If your loved one is struggling with addiction but refuses treatment, you might feel helpless, scared, and frustrated. There’s no magic formula for how to get someone to go to rehab. You can’t force an adult to go to drug or alcohol addiction treatment, but there are some ways you can help them gain the motivation they need to go there willingly. Learn how to help an alcoholic who doesn’t want help.
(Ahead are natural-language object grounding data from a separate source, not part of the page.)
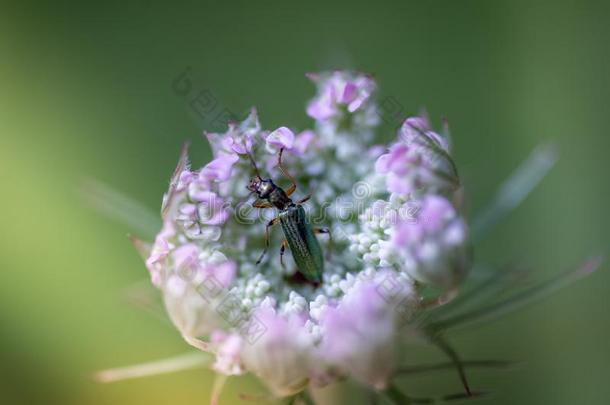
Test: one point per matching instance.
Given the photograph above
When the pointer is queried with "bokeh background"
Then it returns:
(86, 93)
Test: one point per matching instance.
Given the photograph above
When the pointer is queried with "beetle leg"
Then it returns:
(282, 250)
(303, 200)
(293, 186)
(318, 231)
(261, 204)
(269, 225)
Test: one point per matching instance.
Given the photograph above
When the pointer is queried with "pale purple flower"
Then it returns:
(338, 92)
(432, 246)
(419, 161)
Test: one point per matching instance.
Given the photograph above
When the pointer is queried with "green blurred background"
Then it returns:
(85, 92)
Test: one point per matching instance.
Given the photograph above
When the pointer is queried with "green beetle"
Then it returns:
(299, 234)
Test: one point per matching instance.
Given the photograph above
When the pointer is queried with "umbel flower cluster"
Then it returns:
(395, 245)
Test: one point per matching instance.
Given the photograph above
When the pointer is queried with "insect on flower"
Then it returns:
(298, 232)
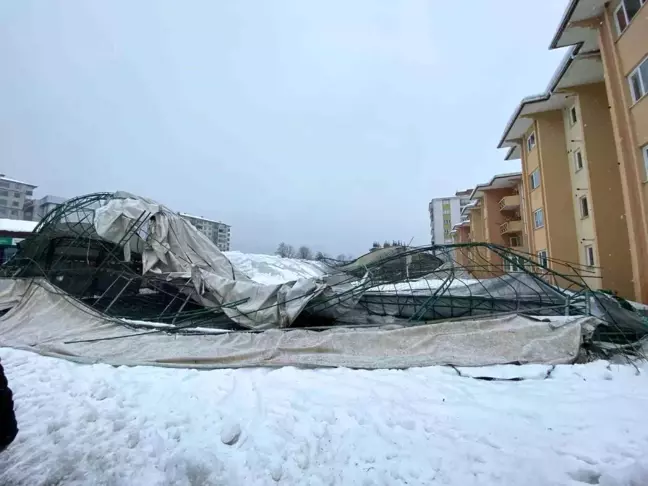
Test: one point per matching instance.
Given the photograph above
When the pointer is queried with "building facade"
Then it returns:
(13, 197)
(583, 146)
(37, 209)
(219, 233)
(616, 32)
(445, 213)
(493, 215)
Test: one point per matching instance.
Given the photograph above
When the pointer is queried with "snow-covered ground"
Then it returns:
(94, 424)
(272, 269)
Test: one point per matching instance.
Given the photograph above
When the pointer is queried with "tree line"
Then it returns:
(303, 252)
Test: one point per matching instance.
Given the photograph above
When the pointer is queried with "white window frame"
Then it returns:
(589, 255)
(579, 163)
(643, 83)
(535, 218)
(573, 116)
(543, 258)
(531, 142)
(580, 205)
(625, 15)
(534, 184)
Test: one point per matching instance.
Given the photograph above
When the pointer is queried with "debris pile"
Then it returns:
(127, 262)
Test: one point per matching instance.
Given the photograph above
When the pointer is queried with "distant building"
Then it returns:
(217, 232)
(13, 196)
(445, 212)
(12, 232)
(37, 209)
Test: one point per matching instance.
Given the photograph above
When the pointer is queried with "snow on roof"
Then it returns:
(17, 225)
(16, 181)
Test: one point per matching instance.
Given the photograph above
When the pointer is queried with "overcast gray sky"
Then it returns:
(330, 123)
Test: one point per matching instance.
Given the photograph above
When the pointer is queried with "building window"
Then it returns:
(573, 117)
(584, 207)
(538, 218)
(578, 160)
(542, 258)
(535, 179)
(638, 80)
(589, 255)
(625, 12)
(531, 142)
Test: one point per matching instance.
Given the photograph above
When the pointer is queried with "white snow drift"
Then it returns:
(95, 424)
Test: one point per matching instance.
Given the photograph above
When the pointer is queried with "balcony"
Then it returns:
(511, 227)
(508, 203)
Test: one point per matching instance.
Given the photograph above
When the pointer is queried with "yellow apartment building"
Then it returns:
(575, 211)
(615, 33)
(494, 215)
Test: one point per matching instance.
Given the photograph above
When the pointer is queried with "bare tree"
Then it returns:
(304, 253)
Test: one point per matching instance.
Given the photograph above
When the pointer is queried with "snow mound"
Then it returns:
(97, 424)
(272, 269)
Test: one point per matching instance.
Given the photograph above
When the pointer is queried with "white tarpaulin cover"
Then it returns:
(175, 248)
(50, 322)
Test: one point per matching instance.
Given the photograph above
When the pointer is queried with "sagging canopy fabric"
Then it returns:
(49, 321)
(175, 248)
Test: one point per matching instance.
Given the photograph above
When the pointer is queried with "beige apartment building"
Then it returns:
(615, 33)
(584, 150)
(494, 215)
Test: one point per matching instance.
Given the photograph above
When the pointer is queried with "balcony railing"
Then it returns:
(508, 203)
(514, 226)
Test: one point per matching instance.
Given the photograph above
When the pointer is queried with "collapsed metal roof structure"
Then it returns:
(136, 262)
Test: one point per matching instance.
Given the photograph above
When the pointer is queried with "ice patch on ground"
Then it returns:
(96, 424)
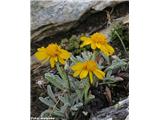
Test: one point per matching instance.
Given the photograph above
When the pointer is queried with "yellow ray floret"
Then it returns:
(87, 68)
(53, 53)
(98, 40)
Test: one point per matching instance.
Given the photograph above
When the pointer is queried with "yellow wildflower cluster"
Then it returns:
(98, 40)
(54, 53)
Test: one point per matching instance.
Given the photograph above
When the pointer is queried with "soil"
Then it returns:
(92, 23)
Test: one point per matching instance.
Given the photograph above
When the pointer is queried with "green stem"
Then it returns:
(121, 42)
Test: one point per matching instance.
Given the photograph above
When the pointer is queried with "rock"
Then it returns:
(51, 17)
(124, 20)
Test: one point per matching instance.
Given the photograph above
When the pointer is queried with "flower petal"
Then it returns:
(83, 74)
(83, 38)
(107, 49)
(77, 66)
(61, 60)
(99, 74)
(93, 46)
(52, 62)
(76, 73)
(91, 77)
(65, 54)
(41, 55)
(86, 42)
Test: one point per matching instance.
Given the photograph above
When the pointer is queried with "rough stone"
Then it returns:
(53, 16)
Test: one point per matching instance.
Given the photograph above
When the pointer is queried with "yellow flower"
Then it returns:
(87, 68)
(98, 40)
(53, 53)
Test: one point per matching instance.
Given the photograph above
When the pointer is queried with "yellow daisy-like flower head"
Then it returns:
(98, 40)
(83, 69)
(52, 53)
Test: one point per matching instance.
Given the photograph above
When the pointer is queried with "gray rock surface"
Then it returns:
(50, 17)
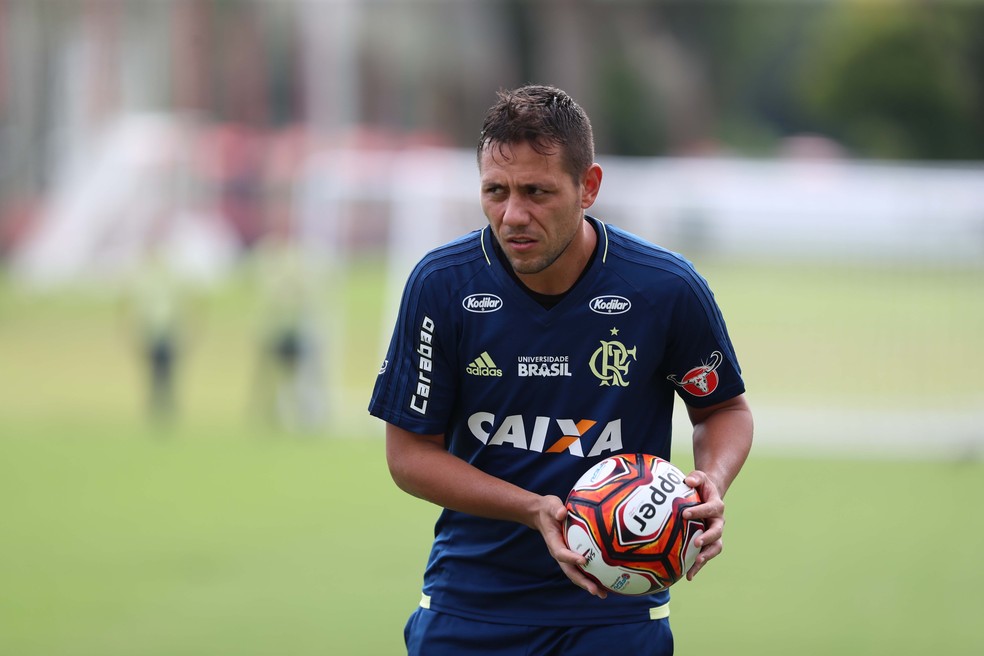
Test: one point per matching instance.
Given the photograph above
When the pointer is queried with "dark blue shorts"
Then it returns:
(430, 633)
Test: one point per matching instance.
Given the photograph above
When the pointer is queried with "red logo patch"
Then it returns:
(702, 380)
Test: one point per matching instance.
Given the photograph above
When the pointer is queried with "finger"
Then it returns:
(581, 580)
(707, 553)
(707, 510)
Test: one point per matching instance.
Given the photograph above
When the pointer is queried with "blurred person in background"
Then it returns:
(158, 310)
(288, 387)
(630, 326)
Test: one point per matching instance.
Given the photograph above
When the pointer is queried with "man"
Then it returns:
(524, 353)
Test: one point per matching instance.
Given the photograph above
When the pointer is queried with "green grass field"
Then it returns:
(226, 536)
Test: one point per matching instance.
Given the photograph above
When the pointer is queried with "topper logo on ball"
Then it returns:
(658, 493)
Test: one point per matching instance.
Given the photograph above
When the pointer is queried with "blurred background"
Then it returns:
(208, 209)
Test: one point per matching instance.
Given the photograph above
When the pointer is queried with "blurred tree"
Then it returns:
(900, 82)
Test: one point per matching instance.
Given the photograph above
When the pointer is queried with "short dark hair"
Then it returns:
(545, 117)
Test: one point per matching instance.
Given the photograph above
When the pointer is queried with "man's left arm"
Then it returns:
(722, 440)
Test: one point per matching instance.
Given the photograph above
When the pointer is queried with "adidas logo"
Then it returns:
(483, 366)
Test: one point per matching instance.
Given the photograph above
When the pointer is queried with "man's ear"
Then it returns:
(590, 186)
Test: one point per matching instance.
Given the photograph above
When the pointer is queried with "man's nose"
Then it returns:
(515, 212)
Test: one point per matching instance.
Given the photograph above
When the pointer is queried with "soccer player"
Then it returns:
(524, 353)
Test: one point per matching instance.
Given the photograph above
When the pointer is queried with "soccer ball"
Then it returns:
(625, 516)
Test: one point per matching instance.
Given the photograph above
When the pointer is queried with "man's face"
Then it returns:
(534, 207)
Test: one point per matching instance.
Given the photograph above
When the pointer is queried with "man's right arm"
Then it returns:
(421, 466)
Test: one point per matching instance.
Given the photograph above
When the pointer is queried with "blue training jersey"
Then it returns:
(536, 396)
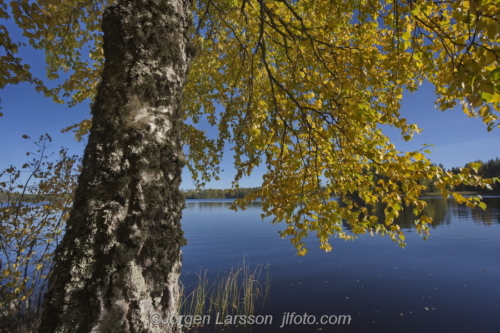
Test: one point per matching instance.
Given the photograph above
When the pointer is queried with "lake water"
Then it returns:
(447, 283)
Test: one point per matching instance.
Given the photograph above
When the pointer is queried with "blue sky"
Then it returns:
(457, 139)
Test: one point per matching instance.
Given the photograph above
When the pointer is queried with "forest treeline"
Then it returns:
(488, 169)
(210, 193)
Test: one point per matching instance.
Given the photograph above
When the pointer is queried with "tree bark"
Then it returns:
(120, 258)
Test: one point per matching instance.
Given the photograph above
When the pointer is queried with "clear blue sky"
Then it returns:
(457, 139)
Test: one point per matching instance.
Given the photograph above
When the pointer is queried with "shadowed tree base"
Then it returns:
(120, 258)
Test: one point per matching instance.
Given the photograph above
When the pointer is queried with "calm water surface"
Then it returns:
(447, 283)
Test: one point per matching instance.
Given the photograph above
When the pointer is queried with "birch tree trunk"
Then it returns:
(120, 258)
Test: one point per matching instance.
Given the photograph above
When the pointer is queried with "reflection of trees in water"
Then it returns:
(443, 211)
(436, 208)
(490, 216)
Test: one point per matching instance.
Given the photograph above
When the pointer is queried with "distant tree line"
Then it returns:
(488, 169)
(218, 193)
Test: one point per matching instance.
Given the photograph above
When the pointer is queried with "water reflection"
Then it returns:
(447, 283)
(442, 211)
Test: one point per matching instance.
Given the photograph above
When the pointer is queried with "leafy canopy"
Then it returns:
(304, 87)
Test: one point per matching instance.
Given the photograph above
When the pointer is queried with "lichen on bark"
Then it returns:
(119, 260)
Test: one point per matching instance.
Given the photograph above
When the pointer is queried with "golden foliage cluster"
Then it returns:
(303, 88)
(34, 204)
#1 Accept You Can’t Do the Work For Them

You want so much for your addicted loved one to get better. You miss the person they were before alcohol or drug addiction took over. You’d probably do just about anything to change things for them. The reality is you can’t do the work for them. You can beg, plead, bribe, and threaten, but until they see their drug and alcohol abuse as a problem, addiction recovery will remain out of reach.

#2 Enlist People They Trust

The nature of addiction is that many people tell themselves they don’t have a problem, that they can handle it. They often dismiss the concerns of those closest to them. Sometimes it takes the words of a professional or someone on the outside for the right words to get through. For example, a physician or someone else they trust can have an impact.

If your addicted loved one refuses to believe their substance use is an issue, try to get them in for a regular checkup. Tell them if they don’t think they have a problem, what’s the harm in talking to someone? A physician can relay information in a factual way, removed from the emotions that a friend or family member may bring to these conversations. They’ll assess their physical health and talk to them about the long-term effects of their drug and alcohol abuse. They can speak in clear terms about what’s considered normal and problem drinking and risk factors that come with it. A medical professional can tell them whether their drug or alcohol use qualifies as a substance use disorder diagnosis. They can also refer them to a mental health professional to diagnose potential co-occurring mental illnesses like depression, anxiety, bipolar disorder, or personality disorders that can fuel drug and alcohol abuse.

#3 Set Healthy Boundaries

Detach with love is a phrase you may hear a lot if you attend support groups for loved ones of addicts. This means that the best thing you can do for your addicted loved one is to stop enabling their drug and alcohol abuse with your behaviors. When it comes to addicted loved ones, what looks like and feels like support and love can actually be perpetuating their substance abuse. Not everyone needs to hit rock bottom to know it’s time for drug rehab but taking away the resources that make their addiction “easier” can provide the wake-up call they need to make changes.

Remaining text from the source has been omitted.